[plt-dev] symbol->string and mutability
On Thu, Jun 18, 2009 at 3:35 AM, Matthew Flatt<mflatt at cs.utah.edu> wrote:
> At Wed, 17 Jun 2009 20:28:10 -0400, Carl Eastlund wrote:
>> Why do symbol->string and keyword->string produce mutable strings? In
>> so doing, they have to allocate a new string every time. Is there any
>> way to get at an immutable string that is not allocated more than
>> once? I would prefer that this be the default behavior; R6RS already
>> specifies that symbol->string produces an immutable string, for
>> instance.
>
> Symbols and keywords are represented internally in UTF-8, while strings
> are represented internally as UTF-32. So, there's not an obvious way to
> have `symbol->string' avoid allocation, except by either caching a
> string reference in the symbol (probably not worth the extra space,
> since most symbols are never converted) or keeping a symbol-to-string
> mapping in a hash table (which any programmer can do externally).
>
> I think it would be a good idea to switch to an immutable-string
> result, but considering potential incompatibility, it has never seemed
> worthwhile in the short run.
I see.
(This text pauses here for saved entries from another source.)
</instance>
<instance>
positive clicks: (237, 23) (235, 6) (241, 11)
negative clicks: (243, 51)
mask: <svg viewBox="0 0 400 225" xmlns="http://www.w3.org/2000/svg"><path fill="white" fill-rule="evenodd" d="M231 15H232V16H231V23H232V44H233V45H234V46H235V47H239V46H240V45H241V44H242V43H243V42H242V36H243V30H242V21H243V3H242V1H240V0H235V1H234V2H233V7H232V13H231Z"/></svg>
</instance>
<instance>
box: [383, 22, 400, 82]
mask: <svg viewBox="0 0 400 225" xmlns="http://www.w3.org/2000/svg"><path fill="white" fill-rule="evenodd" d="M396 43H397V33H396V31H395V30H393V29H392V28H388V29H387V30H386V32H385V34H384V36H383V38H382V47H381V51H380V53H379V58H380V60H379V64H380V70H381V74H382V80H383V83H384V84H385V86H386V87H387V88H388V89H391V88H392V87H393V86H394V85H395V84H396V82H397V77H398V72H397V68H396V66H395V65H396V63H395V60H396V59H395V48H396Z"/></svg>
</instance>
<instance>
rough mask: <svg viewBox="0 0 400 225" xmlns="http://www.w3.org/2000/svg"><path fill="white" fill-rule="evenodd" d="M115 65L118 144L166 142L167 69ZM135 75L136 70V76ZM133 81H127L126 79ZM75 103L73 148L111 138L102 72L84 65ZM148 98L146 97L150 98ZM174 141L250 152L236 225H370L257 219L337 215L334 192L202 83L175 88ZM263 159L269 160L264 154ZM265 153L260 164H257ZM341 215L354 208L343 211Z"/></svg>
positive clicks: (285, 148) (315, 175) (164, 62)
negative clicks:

I have contracts set up to accept only symbols and keywords
whose names are ASCII strings; I was planning to use a weak, eq?-based
hash of their names to shortcut the test. Apparently, though, I
cannot get eq?-unique names for symbols and strings. If I hash the
symbols and keywords themselves, I believe the weak table can never
reclaim the space (since interned symbols and keywords are forgeable);
if I use an equal? hash, it defeats the purpose. In the end, this is
probably premature optimization; symbol and keyword names are usually
short, so I can just use an unhashed check.
However, while I'm musing out loud... would it be possible to have
symbol->bytes and keyword->bytes that produce the UTF-8 representation
(presumably with guarantees of uniqueness, immutability, and proper
UTF-8 encoding)?
--Carl